⤷ ゛🐍 ˎˊ˗✧
Sir Pentious had been redeemed and made it to Heaven recently, proving that the Hazbin Hotel worked and being the first sinner to ever make it into Heaven. However, Heaven had now closed off contact with any other realms for its own safety, and Sir Pentious could never see his friends again, or the woman that he loved, Cherri Bomb. Sure, they'd been arch nemeses, but that was what he loved about it. The air in Heaven shimmered faintly with warmth, soft rays of golden light spilling across the marble bridges that stretched over endless clouds. Everything gleamed—every leaf, every ripple of starlight—perfect, unchanging, painfully serene. Sir Pentious stood apart from it all, his polished monocle catching the moonlight as his long, serpentine body coiled restlessly upon the bridge’s smooth surface. The perfection around him felt suffocating, a sterile dream painted in gold.
"These Elysian nights, alone in the golden skies. Lost in a memory of how it used to be.. when it was only you and me."
He leaned against the railing of a white and golden bridge, watching two fireflies fly above a plant. The fireflies glowed softly, drifting like tiny lanterns through the cool night air. Their faint dance reminded him of the sparks that used to flare between him and Cherri—the arguments, the chaos, the laughter that always followed. The memory twisted in his chest, both sweet and cruel.
"And our old petty slights~ I found home in those messy fights! Somehow I couldn't see through the cloud of debris, at the scene of the crime..."
He wrapped his tail around one of the golden poles on the bridge, reaching one hand out to the air before clenching his fist. The motion was sharp, desperate—a gesture that belonged to a creature of fire and fury, not this polished angel he’d become. The wind whispered through his frills, carrying with it a silence too pure to bear. Down below, the clouds rippled faintly, glimmering with traces of starlight.

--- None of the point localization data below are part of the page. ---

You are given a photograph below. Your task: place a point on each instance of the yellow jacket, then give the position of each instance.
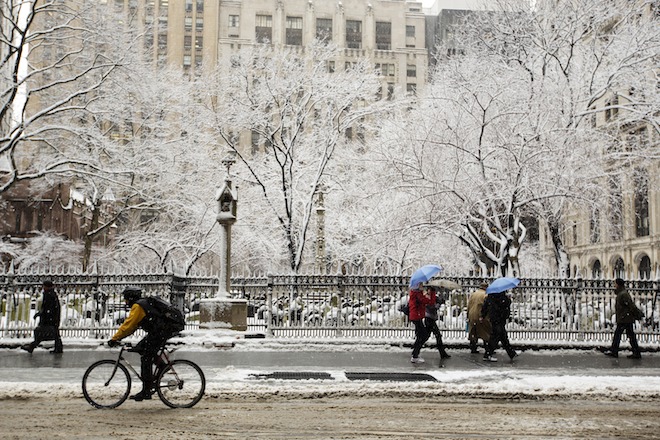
(135, 316)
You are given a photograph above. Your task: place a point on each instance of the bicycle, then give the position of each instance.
(180, 383)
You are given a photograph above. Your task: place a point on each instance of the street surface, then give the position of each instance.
(349, 392)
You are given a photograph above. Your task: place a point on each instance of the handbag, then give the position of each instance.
(45, 332)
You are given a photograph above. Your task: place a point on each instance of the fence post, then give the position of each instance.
(178, 287)
(269, 306)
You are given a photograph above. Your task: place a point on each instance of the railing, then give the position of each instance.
(340, 306)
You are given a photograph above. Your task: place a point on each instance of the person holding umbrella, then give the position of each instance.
(497, 307)
(478, 329)
(431, 323)
(420, 297)
(626, 315)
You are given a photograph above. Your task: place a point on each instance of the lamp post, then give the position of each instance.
(224, 312)
(226, 198)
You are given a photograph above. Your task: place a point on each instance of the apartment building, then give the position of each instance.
(198, 34)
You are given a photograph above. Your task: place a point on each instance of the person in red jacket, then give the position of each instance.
(419, 298)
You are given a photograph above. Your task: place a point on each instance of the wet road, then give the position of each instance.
(42, 366)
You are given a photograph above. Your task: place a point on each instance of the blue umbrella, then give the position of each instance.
(424, 274)
(502, 284)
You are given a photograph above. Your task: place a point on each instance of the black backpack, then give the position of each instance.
(161, 315)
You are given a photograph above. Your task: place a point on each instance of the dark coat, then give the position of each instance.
(497, 307)
(49, 312)
(626, 310)
(417, 302)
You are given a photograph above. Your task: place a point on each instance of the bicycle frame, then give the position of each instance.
(162, 356)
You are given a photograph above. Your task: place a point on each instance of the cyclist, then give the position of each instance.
(143, 316)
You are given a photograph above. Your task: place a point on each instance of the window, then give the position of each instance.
(616, 209)
(324, 29)
(264, 28)
(594, 226)
(255, 141)
(612, 110)
(383, 35)
(410, 31)
(294, 31)
(645, 268)
(619, 268)
(641, 201)
(354, 34)
(385, 69)
(162, 41)
(411, 71)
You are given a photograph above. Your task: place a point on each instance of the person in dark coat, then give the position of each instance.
(478, 329)
(431, 324)
(417, 302)
(49, 320)
(497, 307)
(626, 315)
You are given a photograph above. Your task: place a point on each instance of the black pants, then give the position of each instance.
(499, 335)
(148, 348)
(432, 328)
(47, 333)
(628, 328)
(421, 336)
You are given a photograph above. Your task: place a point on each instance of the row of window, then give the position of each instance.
(619, 269)
(294, 31)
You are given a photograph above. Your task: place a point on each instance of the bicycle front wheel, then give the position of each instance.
(181, 384)
(106, 385)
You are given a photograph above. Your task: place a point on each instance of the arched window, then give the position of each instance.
(645, 268)
(596, 270)
(619, 268)
(641, 203)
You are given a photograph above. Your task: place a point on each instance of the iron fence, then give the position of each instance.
(340, 306)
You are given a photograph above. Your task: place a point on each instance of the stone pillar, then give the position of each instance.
(222, 311)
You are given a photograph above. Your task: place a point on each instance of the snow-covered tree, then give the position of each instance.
(295, 113)
(504, 133)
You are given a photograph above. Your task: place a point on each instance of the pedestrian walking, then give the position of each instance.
(626, 315)
(477, 328)
(431, 324)
(419, 298)
(497, 307)
(49, 320)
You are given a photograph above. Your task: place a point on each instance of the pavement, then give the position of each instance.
(356, 362)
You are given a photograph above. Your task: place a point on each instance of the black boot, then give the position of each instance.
(142, 395)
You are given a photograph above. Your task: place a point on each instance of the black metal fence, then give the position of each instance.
(329, 306)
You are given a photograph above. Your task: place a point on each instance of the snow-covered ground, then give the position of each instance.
(625, 381)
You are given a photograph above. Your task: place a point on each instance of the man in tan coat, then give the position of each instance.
(478, 329)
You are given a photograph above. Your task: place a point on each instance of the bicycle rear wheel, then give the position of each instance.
(181, 384)
(104, 386)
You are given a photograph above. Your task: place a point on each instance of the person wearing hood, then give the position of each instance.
(626, 315)
(419, 298)
(49, 321)
(478, 329)
(431, 324)
(497, 307)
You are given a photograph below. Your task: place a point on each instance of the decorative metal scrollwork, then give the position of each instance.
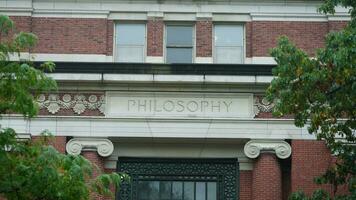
(223, 171)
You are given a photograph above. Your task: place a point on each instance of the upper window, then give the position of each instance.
(130, 42)
(179, 44)
(228, 41)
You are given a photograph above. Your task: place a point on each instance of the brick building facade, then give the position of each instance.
(171, 92)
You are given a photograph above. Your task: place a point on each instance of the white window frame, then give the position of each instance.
(193, 25)
(115, 48)
(243, 56)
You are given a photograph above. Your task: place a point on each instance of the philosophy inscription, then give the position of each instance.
(178, 105)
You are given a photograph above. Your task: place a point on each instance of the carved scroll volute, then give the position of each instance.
(281, 148)
(104, 147)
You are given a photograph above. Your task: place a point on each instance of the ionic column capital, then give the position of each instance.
(281, 148)
(103, 146)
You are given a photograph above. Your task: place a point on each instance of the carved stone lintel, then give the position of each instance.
(104, 147)
(79, 103)
(253, 148)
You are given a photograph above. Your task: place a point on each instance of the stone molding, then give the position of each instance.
(281, 148)
(261, 104)
(79, 103)
(103, 146)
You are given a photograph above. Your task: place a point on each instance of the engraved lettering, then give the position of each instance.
(129, 103)
(156, 106)
(141, 105)
(181, 106)
(227, 105)
(168, 106)
(204, 105)
(192, 106)
(215, 106)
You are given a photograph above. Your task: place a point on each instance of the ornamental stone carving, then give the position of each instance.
(104, 147)
(281, 148)
(261, 104)
(79, 103)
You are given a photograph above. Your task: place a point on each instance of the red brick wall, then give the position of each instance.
(109, 37)
(310, 159)
(248, 32)
(155, 27)
(337, 25)
(95, 36)
(204, 38)
(70, 35)
(267, 178)
(306, 35)
(246, 185)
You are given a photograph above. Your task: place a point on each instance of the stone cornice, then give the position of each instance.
(104, 147)
(281, 148)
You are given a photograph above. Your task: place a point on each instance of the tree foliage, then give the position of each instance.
(34, 170)
(320, 92)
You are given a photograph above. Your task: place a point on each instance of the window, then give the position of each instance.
(130, 42)
(179, 44)
(179, 179)
(228, 44)
(177, 190)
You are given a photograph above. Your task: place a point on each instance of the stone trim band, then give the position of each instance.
(104, 147)
(253, 148)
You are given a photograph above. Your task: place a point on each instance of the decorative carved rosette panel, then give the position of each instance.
(72, 104)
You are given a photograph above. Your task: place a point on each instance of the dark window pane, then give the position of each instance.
(179, 55)
(212, 191)
(165, 190)
(180, 35)
(177, 190)
(188, 190)
(200, 191)
(144, 189)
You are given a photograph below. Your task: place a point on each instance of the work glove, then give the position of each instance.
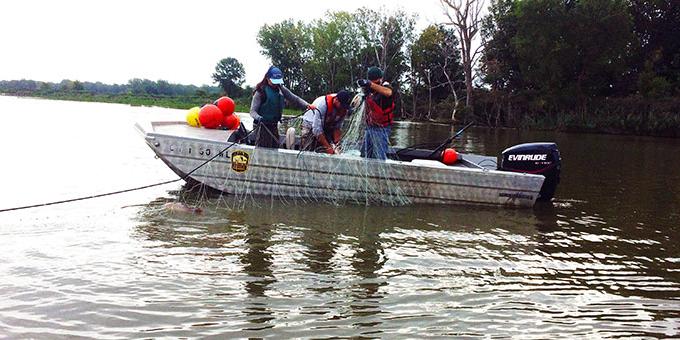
(363, 82)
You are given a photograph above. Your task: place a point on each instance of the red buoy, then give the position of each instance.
(226, 105)
(210, 116)
(231, 122)
(449, 156)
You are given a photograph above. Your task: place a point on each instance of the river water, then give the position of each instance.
(601, 261)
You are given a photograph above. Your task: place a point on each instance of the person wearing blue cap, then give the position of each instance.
(321, 127)
(266, 108)
(379, 114)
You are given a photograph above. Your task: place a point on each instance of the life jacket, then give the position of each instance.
(329, 110)
(377, 115)
(271, 108)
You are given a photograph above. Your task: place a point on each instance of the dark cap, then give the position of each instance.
(374, 73)
(344, 97)
(275, 75)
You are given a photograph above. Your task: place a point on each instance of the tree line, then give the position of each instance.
(134, 86)
(606, 65)
(600, 65)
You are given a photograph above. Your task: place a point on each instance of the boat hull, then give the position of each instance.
(243, 170)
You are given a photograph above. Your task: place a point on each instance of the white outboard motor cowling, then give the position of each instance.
(535, 158)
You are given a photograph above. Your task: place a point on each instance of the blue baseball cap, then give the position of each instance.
(275, 75)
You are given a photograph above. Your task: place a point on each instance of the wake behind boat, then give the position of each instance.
(527, 172)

"They say time heals all wounds, but the wounds are what I miss. 'Cause every brush with death... meant much more than a kiss..."

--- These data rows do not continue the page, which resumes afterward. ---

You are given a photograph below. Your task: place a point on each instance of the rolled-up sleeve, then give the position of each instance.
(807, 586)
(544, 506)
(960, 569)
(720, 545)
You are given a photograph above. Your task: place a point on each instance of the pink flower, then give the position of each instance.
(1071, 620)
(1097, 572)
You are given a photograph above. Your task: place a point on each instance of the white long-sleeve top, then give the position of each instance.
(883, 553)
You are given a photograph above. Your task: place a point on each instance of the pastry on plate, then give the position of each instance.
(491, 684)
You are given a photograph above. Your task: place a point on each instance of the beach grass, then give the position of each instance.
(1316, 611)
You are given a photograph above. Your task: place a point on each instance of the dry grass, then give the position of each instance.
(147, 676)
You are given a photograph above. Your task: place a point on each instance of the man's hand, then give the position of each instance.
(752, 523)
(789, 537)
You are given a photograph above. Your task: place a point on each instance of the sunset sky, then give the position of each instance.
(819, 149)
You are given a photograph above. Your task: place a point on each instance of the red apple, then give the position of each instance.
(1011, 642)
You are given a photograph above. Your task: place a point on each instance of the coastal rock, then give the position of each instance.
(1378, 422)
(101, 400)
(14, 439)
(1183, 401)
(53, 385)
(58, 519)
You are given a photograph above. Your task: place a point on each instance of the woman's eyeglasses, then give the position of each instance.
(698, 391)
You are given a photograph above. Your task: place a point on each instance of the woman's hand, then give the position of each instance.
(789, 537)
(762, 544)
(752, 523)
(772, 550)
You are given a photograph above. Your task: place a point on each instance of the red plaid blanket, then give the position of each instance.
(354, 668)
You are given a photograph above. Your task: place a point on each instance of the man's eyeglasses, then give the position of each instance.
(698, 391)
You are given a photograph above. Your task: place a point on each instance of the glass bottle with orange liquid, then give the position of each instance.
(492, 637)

He hissed, his hand reaching up towards the moon in the sky and clenching around it. The moon hung impossibly close, its silver glow washing over his scales like liquid glass. For a fleeting second, he imagined it was her eye staring back at him—bright, wild, and untamed. But when he opened his hand, all that remained was light slipping through his fingers. The sky above him was vast and golden, yet he’d never felt smaller.